The reverse engineering and inverse techniqu are twu different things in my openion. In reverse engineering the product is already available but where as the inverse technique is something different and a different process. It seems that this CL 20 came out of a project which is supposed to be a failure and then after realising the product importance the procedures are improved.

Nair said...

Mr. Shukla,
The heading of your article is not correct; basically the heading is absolutely stupid. A chemical compound cannot be "reverse-engineered." Theoretically, One can always see the structure of a chemical compound and study its properties.

But in practice 'reverse-engineering' a chemical compound is not like 'reverse-engineering' an engine or a machine. Basically, there is no such term "reverse-engineering" in experimental chemistry.

To synthesis a chemical compound one needs to understand the chemical steps involved.

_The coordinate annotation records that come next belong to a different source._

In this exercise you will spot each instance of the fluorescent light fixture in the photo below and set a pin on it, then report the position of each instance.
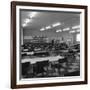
(75, 27)
(56, 24)
(24, 24)
(48, 27)
(66, 29)
(59, 30)
(32, 14)
(27, 20)
(72, 31)
(42, 29)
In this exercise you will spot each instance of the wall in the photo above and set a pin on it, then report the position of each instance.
(5, 45)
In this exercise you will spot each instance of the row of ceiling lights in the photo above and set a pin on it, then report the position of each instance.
(65, 29)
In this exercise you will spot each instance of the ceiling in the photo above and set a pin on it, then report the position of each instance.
(46, 18)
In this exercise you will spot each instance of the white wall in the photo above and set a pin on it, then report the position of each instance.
(5, 44)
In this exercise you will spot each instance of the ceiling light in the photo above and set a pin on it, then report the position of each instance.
(42, 29)
(75, 27)
(24, 24)
(27, 20)
(48, 27)
(59, 30)
(66, 29)
(32, 14)
(56, 24)
(72, 32)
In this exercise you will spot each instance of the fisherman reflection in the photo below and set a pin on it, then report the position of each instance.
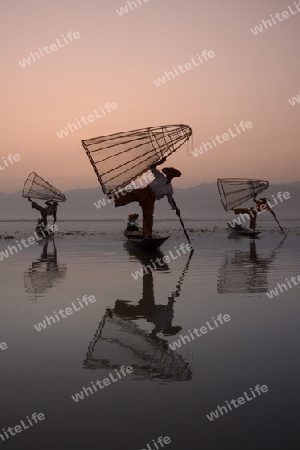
(160, 315)
(245, 271)
(120, 338)
(45, 271)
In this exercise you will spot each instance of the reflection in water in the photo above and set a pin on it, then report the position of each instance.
(119, 340)
(45, 272)
(245, 271)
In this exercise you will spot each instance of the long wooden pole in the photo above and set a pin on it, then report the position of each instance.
(181, 221)
(273, 214)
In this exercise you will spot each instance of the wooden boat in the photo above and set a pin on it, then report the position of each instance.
(243, 231)
(134, 235)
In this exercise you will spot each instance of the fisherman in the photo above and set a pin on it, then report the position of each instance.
(156, 190)
(49, 210)
(261, 205)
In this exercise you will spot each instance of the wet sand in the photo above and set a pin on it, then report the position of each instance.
(133, 322)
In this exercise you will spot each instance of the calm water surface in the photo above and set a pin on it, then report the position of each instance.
(132, 322)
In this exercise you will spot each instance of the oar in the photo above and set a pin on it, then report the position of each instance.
(273, 214)
(182, 224)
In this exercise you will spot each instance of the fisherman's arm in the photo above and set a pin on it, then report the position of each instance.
(172, 204)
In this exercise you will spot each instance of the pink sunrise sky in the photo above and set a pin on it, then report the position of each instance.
(116, 58)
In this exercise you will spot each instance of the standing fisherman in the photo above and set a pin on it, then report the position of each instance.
(49, 210)
(160, 187)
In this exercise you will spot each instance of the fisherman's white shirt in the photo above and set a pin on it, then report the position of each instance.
(161, 187)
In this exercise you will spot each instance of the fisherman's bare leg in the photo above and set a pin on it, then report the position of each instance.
(148, 210)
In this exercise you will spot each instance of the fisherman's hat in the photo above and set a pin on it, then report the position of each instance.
(173, 172)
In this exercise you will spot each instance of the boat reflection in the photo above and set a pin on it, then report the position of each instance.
(45, 272)
(121, 338)
(245, 271)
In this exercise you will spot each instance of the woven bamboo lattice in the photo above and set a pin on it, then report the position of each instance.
(119, 158)
(38, 188)
(235, 191)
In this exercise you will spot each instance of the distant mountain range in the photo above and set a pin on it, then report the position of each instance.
(197, 202)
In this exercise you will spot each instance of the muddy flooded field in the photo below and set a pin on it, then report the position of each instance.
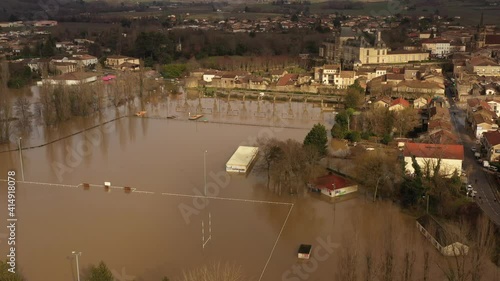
(156, 230)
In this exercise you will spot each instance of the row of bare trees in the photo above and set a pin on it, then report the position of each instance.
(288, 164)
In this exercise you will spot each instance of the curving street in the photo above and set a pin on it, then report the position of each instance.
(482, 180)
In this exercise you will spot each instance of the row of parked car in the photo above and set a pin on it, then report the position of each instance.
(482, 162)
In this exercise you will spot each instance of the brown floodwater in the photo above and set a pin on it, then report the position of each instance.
(147, 234)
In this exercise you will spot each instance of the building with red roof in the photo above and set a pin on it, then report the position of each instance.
(287, 80)
(333, 185)
(427, 156)
(491, 142)
(399, 104)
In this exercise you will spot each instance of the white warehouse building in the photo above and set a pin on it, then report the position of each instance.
(242, 159)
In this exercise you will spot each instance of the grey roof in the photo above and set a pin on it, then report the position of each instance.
(347, 32)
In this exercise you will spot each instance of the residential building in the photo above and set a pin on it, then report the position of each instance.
(420, 102)
(482, 66)
(85, 60)
(491, 143)
(45, 23)
(382, 102)
(482, 122)
(427, 155)
(63, 67)
(333, 185)
(344, 79)
(359, 50)
(438, 47)
(399, 104)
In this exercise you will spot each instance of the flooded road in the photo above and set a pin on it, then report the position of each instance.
(156, 231)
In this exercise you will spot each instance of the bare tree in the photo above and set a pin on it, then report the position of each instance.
(348, 265)
(468, 261)
(271, 152)
(5, 119)
(22, 109)
(406, 120)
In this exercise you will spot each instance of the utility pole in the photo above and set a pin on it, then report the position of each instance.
(205, 171)
(77, 265)
(21, 158)
(376, 187)
(427, 203)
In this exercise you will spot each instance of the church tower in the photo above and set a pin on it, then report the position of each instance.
(481, 33)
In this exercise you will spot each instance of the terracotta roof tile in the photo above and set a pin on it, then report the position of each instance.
(401, 101)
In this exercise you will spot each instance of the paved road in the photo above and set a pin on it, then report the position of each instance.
(481, 179)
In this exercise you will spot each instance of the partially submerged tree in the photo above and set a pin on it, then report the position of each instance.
(6, 275)
(317, 138)
(23, 113)
(288, 163)
(214, 272)
(100, 272)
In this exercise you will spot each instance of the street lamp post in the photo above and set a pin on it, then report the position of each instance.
(205, 171)
(77, 254)
(376, 187)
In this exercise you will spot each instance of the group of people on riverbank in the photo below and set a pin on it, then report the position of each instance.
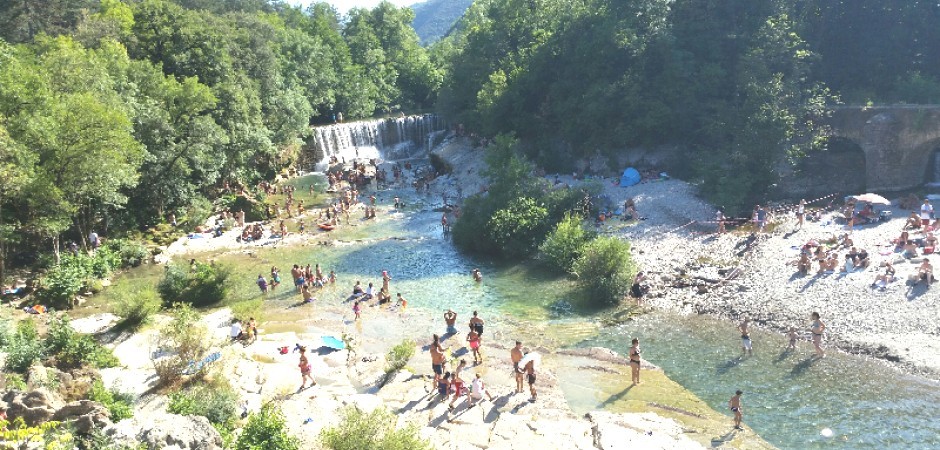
(451, 384)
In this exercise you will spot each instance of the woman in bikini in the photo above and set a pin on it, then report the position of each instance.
(474, 339)
(305, 370)
(635, 361)
(456, 383)
(818, 328)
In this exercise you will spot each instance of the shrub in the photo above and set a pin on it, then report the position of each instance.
(440, 165)
(518, 228)
(183, 339)
(201, 285)
(216, 403)
(374, 431)
(136, 306)
(118, 404)
(605, 269)
(24, 347)
(63, 282)
(267, 429)
(130, 253)
(104, 262)
(397, 358)
(73, 349)
(197, 213)
(14, 382)
(563, 245)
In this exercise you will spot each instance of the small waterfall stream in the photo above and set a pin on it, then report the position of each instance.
(933, 175)
(390, 138)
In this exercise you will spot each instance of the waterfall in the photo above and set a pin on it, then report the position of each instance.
(391, 138)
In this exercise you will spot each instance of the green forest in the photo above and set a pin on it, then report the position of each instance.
(115, 114)
(733, 87)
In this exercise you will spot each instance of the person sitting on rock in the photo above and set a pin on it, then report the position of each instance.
(901, 239)
(882, 280)
(925, 272)
(913, 222)
(861, 259)
(930, 242)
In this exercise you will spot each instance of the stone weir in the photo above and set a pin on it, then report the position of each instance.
(390, 138)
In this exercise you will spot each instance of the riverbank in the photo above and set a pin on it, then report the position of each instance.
(692, 269)
(656, 414)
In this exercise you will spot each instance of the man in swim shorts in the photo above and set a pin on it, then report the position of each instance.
(450, 318)
(735, 405)
(516, 355)
(745, 337)
(476, 324)
(530, 376)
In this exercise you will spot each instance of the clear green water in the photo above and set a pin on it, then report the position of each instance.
(789, 398)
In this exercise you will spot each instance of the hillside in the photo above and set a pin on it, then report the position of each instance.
(434, 18)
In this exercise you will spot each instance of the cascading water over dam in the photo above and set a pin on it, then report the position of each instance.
(390, 138)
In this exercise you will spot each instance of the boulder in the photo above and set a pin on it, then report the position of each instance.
(166, 431)
(35, 407)
(85, 416)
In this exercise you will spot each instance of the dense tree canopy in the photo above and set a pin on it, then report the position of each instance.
(734, 87)
(114, 113)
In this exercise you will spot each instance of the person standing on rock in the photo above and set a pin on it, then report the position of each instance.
(735, 405)
(635, 361)
(745, 337)
(476, 324)
(818, 328)
(450, 318)
(530, 375)
(305, 370)
(437, 357)
(800, 212)
(516, 355)
(473, 339)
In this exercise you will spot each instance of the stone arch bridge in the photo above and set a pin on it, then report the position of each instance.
(900, 142)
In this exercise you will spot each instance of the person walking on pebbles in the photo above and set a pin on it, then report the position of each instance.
(745, 337)
(305, 370)
(735, 405)
(635, 361)
(818, 328)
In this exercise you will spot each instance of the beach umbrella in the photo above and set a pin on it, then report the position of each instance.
(872, 198)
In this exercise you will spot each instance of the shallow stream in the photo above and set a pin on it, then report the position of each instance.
(789, 397)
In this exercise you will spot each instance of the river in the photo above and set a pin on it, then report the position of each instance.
(789, 397)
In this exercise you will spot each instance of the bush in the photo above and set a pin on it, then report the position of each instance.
(439, 165)
(374, 431)
(14, 382)
(130, 253)
(73, 273)
(197, 213)
(518, 228)
(136, 306)
(118, 404)
(563, 245)
(201, 285)
(24, 347)
(183, 339)
(73, 349)
(265, 430)
(605, 269)
(397, 358)
(216, 403)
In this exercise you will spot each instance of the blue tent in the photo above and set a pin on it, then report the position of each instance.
(630, 177)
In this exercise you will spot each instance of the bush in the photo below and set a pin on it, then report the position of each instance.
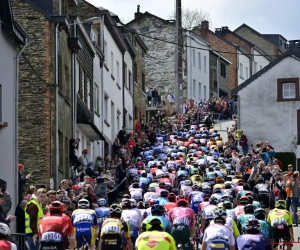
(286, 158)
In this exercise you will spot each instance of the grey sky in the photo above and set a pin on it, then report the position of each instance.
(265, 16)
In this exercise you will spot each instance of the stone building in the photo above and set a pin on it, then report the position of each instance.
(46, 114)
(159, 35)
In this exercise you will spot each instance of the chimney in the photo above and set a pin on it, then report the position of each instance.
(138, 13)
(205, 25)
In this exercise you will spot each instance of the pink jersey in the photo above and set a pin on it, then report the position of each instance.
(182, 215)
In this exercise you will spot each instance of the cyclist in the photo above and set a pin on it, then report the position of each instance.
(248, 214)
(4, 234)
(112, 230)
(282, 223)
(157, 211)
(253, 239)
(218, 235)
(154, 237)
(133, 220)
(208, 212)
(182, 219)
(54, 227)
(102, 211)
(85, 223)
(265, 227)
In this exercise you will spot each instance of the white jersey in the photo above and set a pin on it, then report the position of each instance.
(150, 195)
(132, 217)
(219, 233)
(208, 212)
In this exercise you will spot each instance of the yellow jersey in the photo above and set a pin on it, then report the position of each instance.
(280, 217)
(155, 240)
(115, 226)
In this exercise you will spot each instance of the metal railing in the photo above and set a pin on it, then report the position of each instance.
(19, 240)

So any person having some chemistry knowledge can write down the reagents needed in the synthesis and the chemical steps involved in the synthesis of a compound.

For any nitro compounds, such as CL-20 or RDX, the most important step is to separate the end product from the reagents or avoid the explosions of intermediate compounds in between the reaction steps. This is where knowledge on chemistry helps. Many nitro compounds are sensitive to shock, air, pressure, concentration, temp, etc.

So please make sure whether headlines make sense with respect to topics.

Nair

VJ said...

Please correct your title, its not reverse engineered but an explosive developed through inverse technology. Both are two totally different processes. In future, please do mind posting things like this correctly.

Broadsword said...

Much indignation being posted about the "reverse-engineering" versus "inverse technology".

Can someone post in simple, clear and short... what exactly is the difference.

Much obliged in advance!

Ravi Khanna said...

@ Ajay Shukla : u r very late for puting blogs news .... Why dont u update yourself and get recent news...

Anonymous said...

I sincerely hope this news is true, but every source on the web says CL-20 is 15% - 20% more powerful than HMX - not 15x times more powerful.

Maybe the guys who typed out the despatch gut it wrong. Colonel Shukla, please can you check through your sources?